Herbert’s attitude to Clarendon’s dismissal is unknown, and he was appointed to no further committees of political moment, though he took a keen interest in the rebuilding of London. He is recorded as making only four speeches. On 10 Dec. 1669 he opposed the attempt to suspend Sir George Carteret, because he ‘never remembers the suspension of any man but for things arising out of the House’. He argued cogently against double taxation of absentee Members in 1671, because it would condemn them unheard and expose the privileges of the Commons to the scrutiny of the Lords. He opposed the bill for a bridge at Putney on 4 Apr. because it looked like a monopoly and the House was too thin to consider so important a measure. He was on both lists of government supporters at this time as one of the Members who usually voted for supply.
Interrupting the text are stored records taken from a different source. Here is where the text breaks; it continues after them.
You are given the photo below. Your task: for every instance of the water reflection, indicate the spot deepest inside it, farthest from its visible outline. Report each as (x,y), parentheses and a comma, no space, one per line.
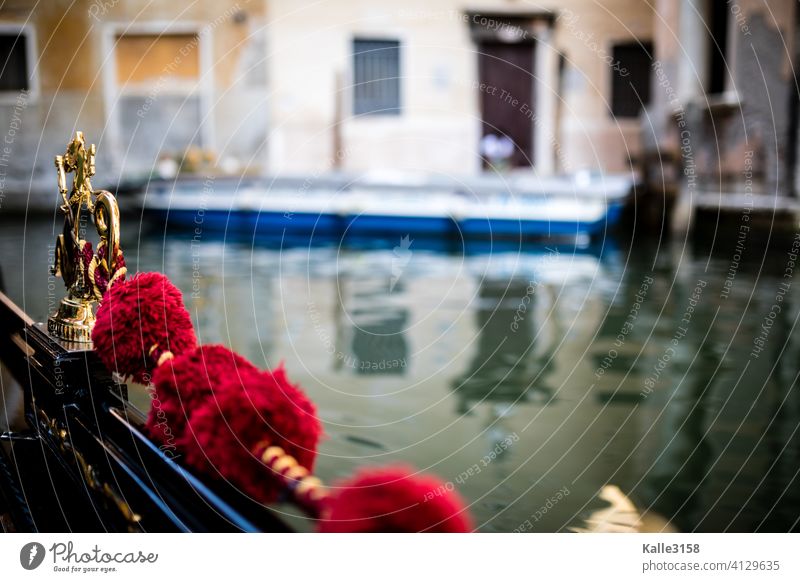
(481,365)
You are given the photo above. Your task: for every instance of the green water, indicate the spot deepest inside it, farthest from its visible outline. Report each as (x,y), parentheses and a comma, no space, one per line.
(528,379)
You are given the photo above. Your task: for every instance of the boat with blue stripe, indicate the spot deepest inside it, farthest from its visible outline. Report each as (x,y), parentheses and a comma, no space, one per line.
(341,206)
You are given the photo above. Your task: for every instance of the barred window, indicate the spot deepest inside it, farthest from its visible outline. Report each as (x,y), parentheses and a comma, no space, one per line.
(376,77)
(13,62)
(630,78)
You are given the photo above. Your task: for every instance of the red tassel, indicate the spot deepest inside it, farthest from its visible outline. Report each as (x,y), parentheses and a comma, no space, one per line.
(225,433)
(139,320)
(184,383)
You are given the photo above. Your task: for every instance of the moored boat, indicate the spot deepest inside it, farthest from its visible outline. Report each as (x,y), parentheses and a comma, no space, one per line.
(338,206)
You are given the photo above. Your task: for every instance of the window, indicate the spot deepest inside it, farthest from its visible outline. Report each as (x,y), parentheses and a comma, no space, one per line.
(376,77)
(630,78)
(718,46)
(14,62)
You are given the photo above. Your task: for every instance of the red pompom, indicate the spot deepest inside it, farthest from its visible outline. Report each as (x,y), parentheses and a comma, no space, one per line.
(224,432)
(393,499)
(182,384)
(136,315)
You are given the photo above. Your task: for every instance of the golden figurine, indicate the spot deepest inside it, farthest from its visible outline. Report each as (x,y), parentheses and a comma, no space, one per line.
(86,274)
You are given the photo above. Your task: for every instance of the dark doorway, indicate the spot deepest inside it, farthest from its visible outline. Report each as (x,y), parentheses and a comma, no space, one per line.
(506,95)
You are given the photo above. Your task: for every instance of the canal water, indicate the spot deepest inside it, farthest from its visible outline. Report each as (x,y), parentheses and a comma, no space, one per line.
(556,388)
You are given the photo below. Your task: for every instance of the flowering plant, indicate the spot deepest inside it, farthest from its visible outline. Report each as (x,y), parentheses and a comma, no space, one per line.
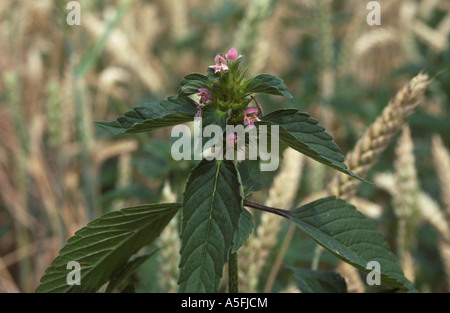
(215,223)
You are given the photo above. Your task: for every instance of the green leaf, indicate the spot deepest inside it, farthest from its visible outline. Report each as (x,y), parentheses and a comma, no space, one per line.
(268,84)
(212,206)
(309,281)
(128,270)
(192,83)
(250,174)
(153,115)
(103,247)
(350,236)
(303,133)
(244,230)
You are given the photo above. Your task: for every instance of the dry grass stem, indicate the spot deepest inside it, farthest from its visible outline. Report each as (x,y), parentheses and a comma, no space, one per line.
(441,161)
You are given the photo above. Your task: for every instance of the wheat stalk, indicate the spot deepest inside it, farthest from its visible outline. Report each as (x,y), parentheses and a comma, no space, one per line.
(373,143)
(379,135)
(281,195)
(169,256)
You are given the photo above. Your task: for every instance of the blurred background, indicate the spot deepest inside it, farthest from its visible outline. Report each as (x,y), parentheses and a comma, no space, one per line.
(58,171)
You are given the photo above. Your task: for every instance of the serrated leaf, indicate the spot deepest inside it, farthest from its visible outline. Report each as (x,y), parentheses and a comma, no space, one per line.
(212,206)
(268,84)
(350,236)
(153,115)
(128,270)
(103,247)
(244,230)
(304,134)
(192,83)
(309,281)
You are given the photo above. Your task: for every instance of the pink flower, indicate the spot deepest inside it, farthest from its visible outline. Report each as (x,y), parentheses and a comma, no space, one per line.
(205,95)
(231,140)
(250,115)
(221,64)
(231,56)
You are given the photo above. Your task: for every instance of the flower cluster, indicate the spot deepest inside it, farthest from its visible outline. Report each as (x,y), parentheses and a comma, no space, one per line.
(221,62)
(226,93)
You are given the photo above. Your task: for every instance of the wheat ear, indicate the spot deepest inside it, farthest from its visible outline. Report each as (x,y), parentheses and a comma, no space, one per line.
(379,135)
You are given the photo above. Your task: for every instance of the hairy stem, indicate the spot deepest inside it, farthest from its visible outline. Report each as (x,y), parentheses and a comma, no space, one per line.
(233,281)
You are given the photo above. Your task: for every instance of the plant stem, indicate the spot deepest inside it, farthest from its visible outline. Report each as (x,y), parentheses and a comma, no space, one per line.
(261,207)
(233,282)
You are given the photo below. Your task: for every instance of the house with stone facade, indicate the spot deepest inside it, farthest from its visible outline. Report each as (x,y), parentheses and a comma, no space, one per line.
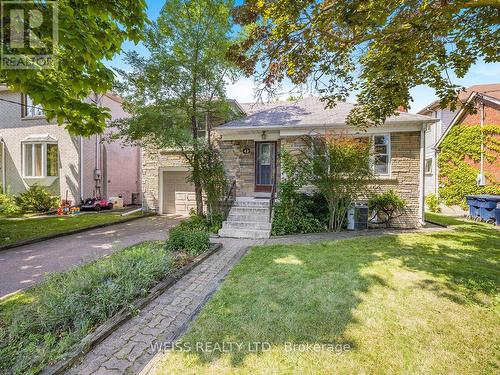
(250,149)
(34,151)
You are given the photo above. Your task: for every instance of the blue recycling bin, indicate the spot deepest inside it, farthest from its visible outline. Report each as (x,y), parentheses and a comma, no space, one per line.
(487,201)
(487,214)
(474,211)
(488,207)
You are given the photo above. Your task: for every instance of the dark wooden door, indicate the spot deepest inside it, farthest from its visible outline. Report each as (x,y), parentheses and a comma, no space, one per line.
(265,166)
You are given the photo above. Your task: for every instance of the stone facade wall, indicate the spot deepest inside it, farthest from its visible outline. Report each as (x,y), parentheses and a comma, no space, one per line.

His last speech was in the debate on relief for ‘tender consciences’ on 14 Feb. 1673. He strongly opposed the extension of the bill to Papists, ‘for they are not quiet and peaceable men as others are’. He died on 27 Apr. and was buried at St. Paul’s, Covent Garden.6

Ref Volumes: 1660-1690

Author: Edward Rowlands

Notes

  • 1. Vis. Worcs. (Harl. Soc. xc), 47; PCC 65 Dale, 67 Byrde.
  • 2. Carlisle, Privy Chamber, 132; J. Q. Adams, Dramatic Recs. of Sir Henry Herbert, 8; Arch. Camb. (ser. 6), xvii. 195.
  • 3. J. H. Gleason Justices of the Peace, 217; Townshend’s Diary ed. Bund, ii. 276.
  • 4. VCH Worcs. iv. 308; Keeler, Long Parl. 211; SP23/186/518-43; HMC 5th Rep. 179.
  • 5. PRO 30/53/7/76; L. Hotson, Commonwealth and Restoration Stage, 202-5; CSP Dom. 1661-2, p. 244; Adams, 129.
  • 6. Grey, i. 213-14, 393, 417; ii. 35.